Ameen Soleimani, a prominent developer of X, criticized Ethereum’s reluctance to implement Poseidon precompile. in update In a recently shared article, Soleimani expressed concern about Ethereum’s reluctance to implement this hash function, which is required for efficient zk proofs.
Insights into Poseidon’s precompilation delay
According to Soleimani, this same feature will be used in other blockchains such as Solana, Starknet, and Stellar from 2020 to 2022. He criticized the Ethereum community as follows: Always talking about “default privacy” But they refuse to make the necessary technological upgrades to guarantee that.
Soleimani argues that if the current situation continues, privacy will not be truly enabled on Ethereum because a key element is missing: the zkEVM feature.
eth geeks create a “privacy by default” roadmap, but do not implement precompilation for Poseidon (Poseidon is the most proven efficient hashing algorithm for verification with ZK proofs)
Meanwhile Solana, Starknet and Stellar all have it… pic.twitter.com/sWj49RWQB7
— Amen Soleimani (@ameensol) February 27
The developer claimed that the Starknet team tried to offer some level of support to the Ethereum chain but was turned down. Soleimani claims that Ethereum has privacy gaps and is a call to action for the Ethereum team.
He is of the opinion that Ethereum needs to adapt to the current ZK rollup requirements and improve the chain.
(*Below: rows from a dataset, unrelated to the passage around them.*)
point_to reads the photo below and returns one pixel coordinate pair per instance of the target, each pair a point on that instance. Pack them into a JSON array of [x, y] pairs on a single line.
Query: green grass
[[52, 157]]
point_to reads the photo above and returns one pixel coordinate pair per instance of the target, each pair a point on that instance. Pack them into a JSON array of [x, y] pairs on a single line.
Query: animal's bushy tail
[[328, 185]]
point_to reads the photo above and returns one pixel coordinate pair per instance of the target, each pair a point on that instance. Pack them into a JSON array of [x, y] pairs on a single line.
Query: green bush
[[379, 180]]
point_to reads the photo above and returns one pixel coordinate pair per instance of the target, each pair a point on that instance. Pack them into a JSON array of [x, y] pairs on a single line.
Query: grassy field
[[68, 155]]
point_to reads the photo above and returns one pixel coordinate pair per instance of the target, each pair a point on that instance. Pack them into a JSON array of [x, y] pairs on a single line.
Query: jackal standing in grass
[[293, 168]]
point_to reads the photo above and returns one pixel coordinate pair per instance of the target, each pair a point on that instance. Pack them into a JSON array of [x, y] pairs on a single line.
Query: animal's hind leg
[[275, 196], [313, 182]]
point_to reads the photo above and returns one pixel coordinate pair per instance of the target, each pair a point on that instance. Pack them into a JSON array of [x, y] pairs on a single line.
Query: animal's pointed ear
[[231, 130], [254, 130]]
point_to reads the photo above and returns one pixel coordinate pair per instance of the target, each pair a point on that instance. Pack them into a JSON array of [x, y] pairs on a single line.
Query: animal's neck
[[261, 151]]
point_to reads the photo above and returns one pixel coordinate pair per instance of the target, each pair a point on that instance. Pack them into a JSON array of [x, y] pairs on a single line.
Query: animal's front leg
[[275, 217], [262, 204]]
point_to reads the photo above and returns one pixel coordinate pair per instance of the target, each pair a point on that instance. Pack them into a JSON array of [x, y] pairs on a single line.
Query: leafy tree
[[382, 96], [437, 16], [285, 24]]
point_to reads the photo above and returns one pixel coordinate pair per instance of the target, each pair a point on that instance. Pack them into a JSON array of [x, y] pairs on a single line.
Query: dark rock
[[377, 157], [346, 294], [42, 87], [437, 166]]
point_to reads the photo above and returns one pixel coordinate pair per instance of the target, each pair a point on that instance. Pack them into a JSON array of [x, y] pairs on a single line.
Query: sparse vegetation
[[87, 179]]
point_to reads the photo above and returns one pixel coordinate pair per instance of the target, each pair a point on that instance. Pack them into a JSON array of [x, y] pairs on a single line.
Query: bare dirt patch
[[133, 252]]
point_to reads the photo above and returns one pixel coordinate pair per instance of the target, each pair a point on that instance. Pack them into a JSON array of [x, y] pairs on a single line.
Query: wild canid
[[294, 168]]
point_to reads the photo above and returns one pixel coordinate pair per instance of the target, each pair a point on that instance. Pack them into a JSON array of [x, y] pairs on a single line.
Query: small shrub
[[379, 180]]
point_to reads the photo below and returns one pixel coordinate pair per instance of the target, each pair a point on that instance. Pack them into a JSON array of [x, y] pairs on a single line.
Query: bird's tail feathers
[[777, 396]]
In particular, EIP-5988 has proposed adding Poseidon to EVM addresses starting in 2022, but this has not been implemented. Development remains stalled, causing delays in native shielded transfers.
It is important to clarify that “precompiling” is a built-in, low-cost feature that can significantly reduce Ethereum gas fees. So Ethereum’s continued use of Poseidon without precompilation makes app privacy impractical at layer 1.
Soleimani claimed that Poseidon is already the “most battle-tested” hash function and has enjoyed utility in the ZK system, and opined that given its reliability, there is no real acceptable reason to delay its deployment.
He criticized Ethereum’s roadmap for continuing to push privacy to layer 2 rather than layer 1 owning it. Soleimani wants Layer 1 to continue to have core zk primitives because without them private transactions are too expensive.
Privacy roadmap promises contradict slow implementation
Ethereum founder Vitalik Buterin announced in April 2025, New privacy roadmap.
Despite promises of serious commitment, implementation remains a challenge and remains a controversial issue in this area.
Ernst & Young’s Paul Brody acknowledged the cost-prohibitive nature of privacy features on Ethereum and expressed hope that blockchain might actually be operational in 2026. Mr. Brody said he would like to see it. Implementing privacy It is becoming mainstream for users and institutions.